Inserida nas comemorações do Ano Internacional da Luz (UNESCO), que está a comemorar-se em 2015, a iniciativa da Ocean Alive pretende ainda alertar para a preservação do habitat destes insectos. Raquel Gaspar, que trabalha também junto da comunidade piscatória do Estuário do Sado para a sua preservação, explica como a poluição luminosa tem influência nos oceanos: “Se gastamos mais luz, estamos a consumir mais combustíveis fósseis e a libertar mais dióxido de carbono para a atmosfera, promovendo o efeito de estufa. Daqui resulta o aquecimento dos oceanos.”
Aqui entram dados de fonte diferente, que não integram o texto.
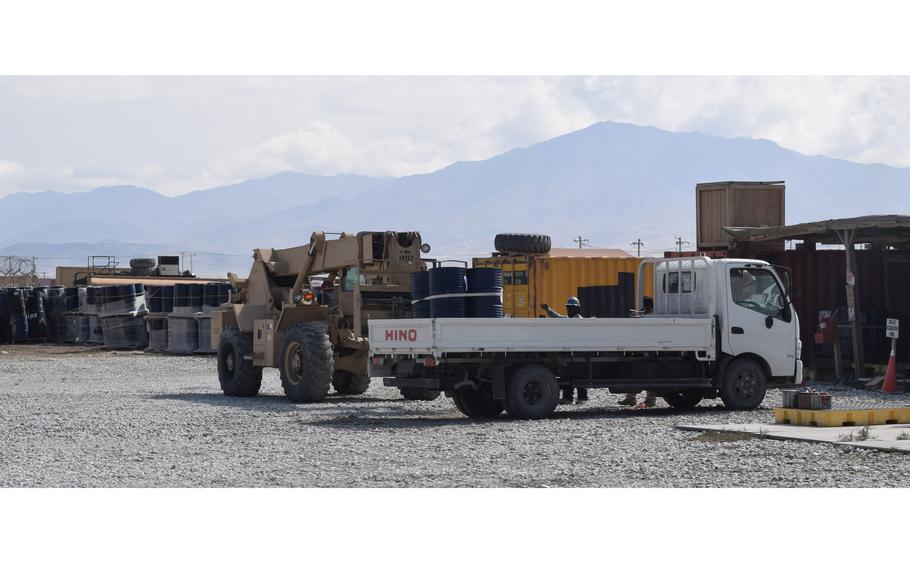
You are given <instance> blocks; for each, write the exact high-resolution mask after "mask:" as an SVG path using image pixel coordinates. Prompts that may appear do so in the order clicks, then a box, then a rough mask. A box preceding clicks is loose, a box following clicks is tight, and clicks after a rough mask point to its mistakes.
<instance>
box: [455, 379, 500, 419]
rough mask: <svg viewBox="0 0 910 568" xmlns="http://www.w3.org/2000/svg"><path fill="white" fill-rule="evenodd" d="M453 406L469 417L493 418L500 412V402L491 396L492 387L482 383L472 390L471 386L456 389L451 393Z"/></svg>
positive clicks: (476, 417) (496, 415)
mask: <svg viewBox="0 0 910 568" xmlns="http://www.w3.org/2000/svg"><path fill="white" fill-rule="evenodd" d="M452 402H454V403H455V408H457V409H458V410H459V412H461V413H462V414H464V415H465V416H468V417H470V418H493V417H496V416H499V415H500V414H502V411H503V407H502V402H501V401H498V400H496V399H494V398H493V392H492V389H491V388H490V387H489V386H488V385H483V386H481V387H480V388H479V389H477V390H474V389H473V388H471V387H464V388H460V389H456V390H455V392H454V393H453V394H452Z"/></svg>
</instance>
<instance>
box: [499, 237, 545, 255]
mask: <svg viewBox="0 0 910 568" xmlns="http://www.w3.org/2000/svg"><path fill="white" fill-rule="evenodd" d="M493 246H494V247H495V248H496V250H497V251H498V252H525V253H536V254H546V253H548V252H550V246H551V242H550V235H535V234H530V233H500V234H498V235H496V238H495V239H493Z"/></svg>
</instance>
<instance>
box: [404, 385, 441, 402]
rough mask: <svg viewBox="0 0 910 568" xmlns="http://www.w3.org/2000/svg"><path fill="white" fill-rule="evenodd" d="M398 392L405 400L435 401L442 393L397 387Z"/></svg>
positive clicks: (435, 390) (406, 387) (431, 391)
mask: <svg viewBox="0 0 910 568" xmlns="http://www.w3.org/2000/svg"><path fill="white" fill-rule="evenodd" d="M398 390H399V391H400V392H401V396H403V397H404V398H405V399H407V400H436V399H437V398H439V395H440V394H442V391H437V390H432V389H419V388H414V387H399V388H398Z"/></svg>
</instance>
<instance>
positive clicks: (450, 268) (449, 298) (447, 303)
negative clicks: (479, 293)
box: [428, 266, 468, 318]
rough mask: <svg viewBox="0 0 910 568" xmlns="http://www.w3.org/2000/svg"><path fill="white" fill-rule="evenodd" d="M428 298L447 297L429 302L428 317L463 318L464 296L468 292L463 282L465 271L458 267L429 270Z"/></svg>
mask: <svg viewBox="0 0 910 568" xmlns="http://www.w3.org/2000/svg"><path fill="white" fill-rule="evenodd" d="M428 272H429V273H430V296H431V297H432V296H448V297H444V298H433V299H431V300H430V317H432V318H463V317H464V315H465V311H464V304H465V302H464V300H465V299H464V296H463V294H465V293H466V292H467V291H468V287H467V283H466V281H465V269H464V268H462V267H460V266H440V267H438V268H431V269H430V270H428Z"/></svg>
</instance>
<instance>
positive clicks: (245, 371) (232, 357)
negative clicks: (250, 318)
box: [218, 327, 262, 396]
mask: <svg viewBox="0 0 910 568" xmlns="http://www.w3.org/2000/svg"><path fill="white" fill-rule="evenodd" d="M252 356H253V338H252V337H251V336H249V335H246V334H244V333H241V332H240V328H237V327H229V328H227V329H224V330H223V331H222V332H221V337H220V339H219V340H218V382H219V383H221V390H222V391H223V392H224V394H225V395H227V396H256V395H257V394H259V387H261V386H262V367H256V366H255V365H253V357H252Z"/></svg>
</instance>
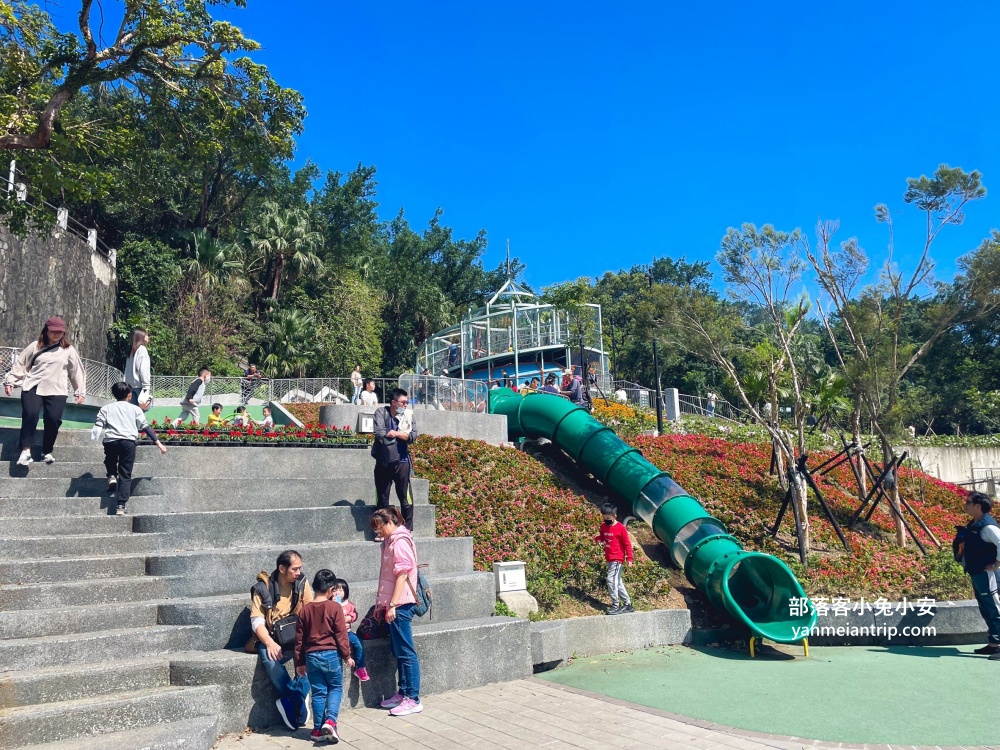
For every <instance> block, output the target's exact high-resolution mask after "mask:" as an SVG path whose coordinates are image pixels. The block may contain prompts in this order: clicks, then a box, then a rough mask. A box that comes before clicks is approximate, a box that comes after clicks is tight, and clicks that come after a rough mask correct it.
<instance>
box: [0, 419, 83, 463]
mask: <svg viewBox="0 0 1000 750" xmlns="http://www.w3.org/2000/svg"><path fill="white" fill-rule="evenodd" d="M20 445H21V441H20V429H18V428H17V427H0V449H2V450H3V454H2V455H3V458H6V457H7V456H8V450H12V451H16V452H15V453H14V454H13V455H14V457H15V458H16V457H17V453H20V452H21V451H20ZM41 445H42V431H41V430H40V429H39V430H38V432H37V433H36V436H35V448H40V447H41ZM88 445H94V441H93V440H91V439H90V430H70V429H65V430H59V437H58V438H57V439H56V450H58V449H60V448H66V447H69V446H74V447H77V446H79V447H86V446H88Z"/></svg>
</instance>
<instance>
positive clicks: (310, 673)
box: [306, 649, 344, 729]
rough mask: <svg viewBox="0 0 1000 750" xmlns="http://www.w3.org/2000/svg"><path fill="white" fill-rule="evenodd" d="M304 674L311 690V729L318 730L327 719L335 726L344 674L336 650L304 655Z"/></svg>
mask: <svg viewBox="0 0 1000 750" xmlns="http://www.w3.org/2000/svg"><path fill="white" fill-rule="evenodd" d="M306 674H307V675H308V676H309V684H310V685H312V689H313V729H319V728H320V727H321V726H323V722H325V721H326V720H327V719H330V720H331V721H332V722H333V723H334V724H336V723H337V715H338V714H339V713H340V700H341V698H342V697H343V694H344V673H343V670H342V668H341V666H340V654H339V653H338V652H337V649H333V650H332V651H313V652H312V653H309V654H306Z"/></svg>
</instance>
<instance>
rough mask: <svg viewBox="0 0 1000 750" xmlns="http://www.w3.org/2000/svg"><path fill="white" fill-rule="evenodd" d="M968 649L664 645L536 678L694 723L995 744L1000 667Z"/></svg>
mask: <svg viewBox="0 0 1000 750" xmlns="http://www.w3.org/2000/svg"><path fill="white" fill-rule="evenodd" d="M973 648H975V647H974V646H939V647H935V648H907V647H895V648H889V649H884V648H877V647H838V648H817V647H813V648H811V649H810V650H809V653H810V656H809V658H808V659H806V658H804V657H803V656H802V652H801V650H797V649H795V648H790V649H789V652H790V653H792V652H795V651H796V650H797V651H798V656H797V657H796V658H794V659H787V660H786V659H783V658H757V659H751V658H750V655H749V653H740V652H736V651H726V650H722V649H707V648H706V649H691V648H686V647H683V646H679V647H672V646H668V647H660V648H655V649H647V650H644V651H634V652H630V653H620V654H609V655H604V656H599V657H590V658H586V659H577V660H576V661H574V662H573V663H572V664H570V665H569V666H567V667H564V668H561V669H556V670H553V671H551V672H546V673H544V674H539V675H537V676H538V677H541V678H542V679H545V680H549V681H551V682H555V683H558V684H560V685H566V686H568V687H575V688H579V689H581V690H589V691H590V692H594V693H600V694H602V695H607V696H609V697H612V698H617V699H619V700H625V701H629V702H630V703H636V704H639V705H643V706H649V707H650V708H657V709H660V710H662V711H669V712H671V713H675V714H682V715H683V716H688V717H691V718H694V719H701V720H703V721H711V722H714V723H717V724H725V725H728V726H732V727H738V728H740V729H747V730H750V731H755V732H767V733H770V734H781V735H788V736H795V737H803V738H807V739H816V740H826V741H829V742H846V743H852V744H893V745H942V746H947V745H952V746H954V745H994V744H997V743H1000V722H998V721H997V720H996V709H995V701H996V695H995V690H994V686H995V685H996V684H997V681H998V679H1000V662H995V661H989V660H987V658H986V657H985V656H977V655H976V654H973V653H972V650H973Z"/></svg>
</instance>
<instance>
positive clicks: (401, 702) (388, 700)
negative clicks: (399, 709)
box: [379, 693, 406, 708]
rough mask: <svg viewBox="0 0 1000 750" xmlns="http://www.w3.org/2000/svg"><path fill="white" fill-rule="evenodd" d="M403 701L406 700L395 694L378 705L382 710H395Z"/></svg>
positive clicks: (399, 695) (397, 693) (386, 698)
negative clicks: (384, 709)
mask: <svg viewBox="0 0 1000 750" xmlns="http://www.w3.org/2000/svg"><path fill="white" fill-rule="evenodd" d="M404 700H406V699H405V698H404V697H403V696H402V695H400V694H399V693H396V694H395V695H394V696H392V697H391V698H386V699H385V700H384V701H382V702H381V703H379V705H380V706H382V708H395V707H396V706H398V705H399V704H400V703H402V702H403V701H404Z"/></svg>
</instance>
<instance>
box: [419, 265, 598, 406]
mask: <svg viewBox="0 0 1000 750" xmlns="http://www.w3.org/2000/svg"><path fill="white" fill-rule="evenodd" d="M583 307H584V310H585V311H586V312H585V313H584V314H585V315H589V316H592V323H593V325H587V326H586V329H587V330H586V333H585V334H584V340H583V347H582V348H583V361H582V362H581V357H580V349H581V345H580V344H581V342H580V336H579V334H578V333H577V327H576V326H575V325H574V324H573V322H572V321H571V316H570V313H569V312H568V311H567V310H559V309H557V308H555V307H554V306H553V305H550V304H546V303H543V302H541V301H540V300H539V297H538V295H537V294H535V293H534V292H533V291H531V290H530V289H528V288H527V287H526V286H524V285H522V284H519V283H518V282H517V281H515V280H514V279H513V278H512V277H508V278H507V280H506V281H505V282H504V284H503V286H501V287H500V289H498V290H497V291H496V293H495V294H494V295H493V296H492V297H491V298H490V300H489V302H487V303H486V305H485V306H483V307H480V308H478V309H475V310H472V309H470V310H469V312H468V314H467V315H466V316H465V317H464V318H463V319H462V321H461V322H460V323H458V324H457V325H453V326H450V327H448V328H445V329H443V330H441V331H438V332H437V333H435V334H434V335H433V336H431V337H430V338H428V339H427V340H426V341H424V343H423V344H422V345H421V346H420V349H419V350H418V352H417V363H416V370H417V373H418V374H421V375H423V374H426V375H437V376H440V375H442V374H444V375H446V376H450V377H459V378H462V379H473V380H495V379H502V378H503V374H504V373H506V374H507V376H509V377H510V378H512V379H515V380H517V382H518V383H520V382H521V381H522V380H523V379H525V378H528V377H532V376H534V375H541V374H543V373H546V372H554V371H556V370H559V369H562V368H565V367H567V366H582V367H583V368H584V369H586V367H588V366H589V365H591V364H593V365H595V366H596V370H597V372H596V376H597V384H598V385H600V386H601V387H602V388H604V389H606V388H607V387H608V386H610V379H609V378H608V357H607V354H606V353H605V351H604V335H603V330H602V326H601V306H600V305H595V304H587V305H584V306H583ZM580 374H582V371H581V372H580Z"/></svg>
Com a homogeneização da temperatura do mar, o fenómeno de upwelling, que consiste na subida das águas profundas, ricas em sais minerais necessários à fotossíntese, para camadas de água superficiais onde se localiza o fitoplâncton, fica impedido de se realizar. A diferença de temperatura é o que provoca estas correntes. “Sabemos que pelo menos 50 % do oxigénio que respiramos nos chega do mar, do fitoplâncton, mas este é um facto do qual ninguém fala”, acrescenta Raquel Gaspar.

Longe das luzes da cidade, a noite na Quinta de Alcube possibilita também uma sessão de astronomia. Luís Gabriel, para quem a astronomia é uma paixão desde os 15 anos, faz uma breve introdução ao tema, explicando o ciclo de vida de uma estrela: “Daqui a milhares de milhões de anos, o nosso Sol transformar-se-á numa gigante vermelha, isto significa que irá crescer e consumir a órbita da Terra.”

Em grande preocupação fica uma das crianças do grupo, mas sossega assim que o pai lhe assegura que nessa altura “já só os dinossauros viverão na Terra”. O telescópio está montado – é agora hora de espreitar planetas e constelações, e ficar a conhecer as histórias mitológicas que lhes deram nome.

Não há uma hora marcada para terminar a visita, cada um decide quando se deve ir embora. Na escuridão que abraça o vale entre as Serras de São Francisco e São Luís, o céu e a terra cruzam-se, sem truques de magia, em cintilações de estrelas e pirilampos. A noite é longa e a curiosidade não tem fim.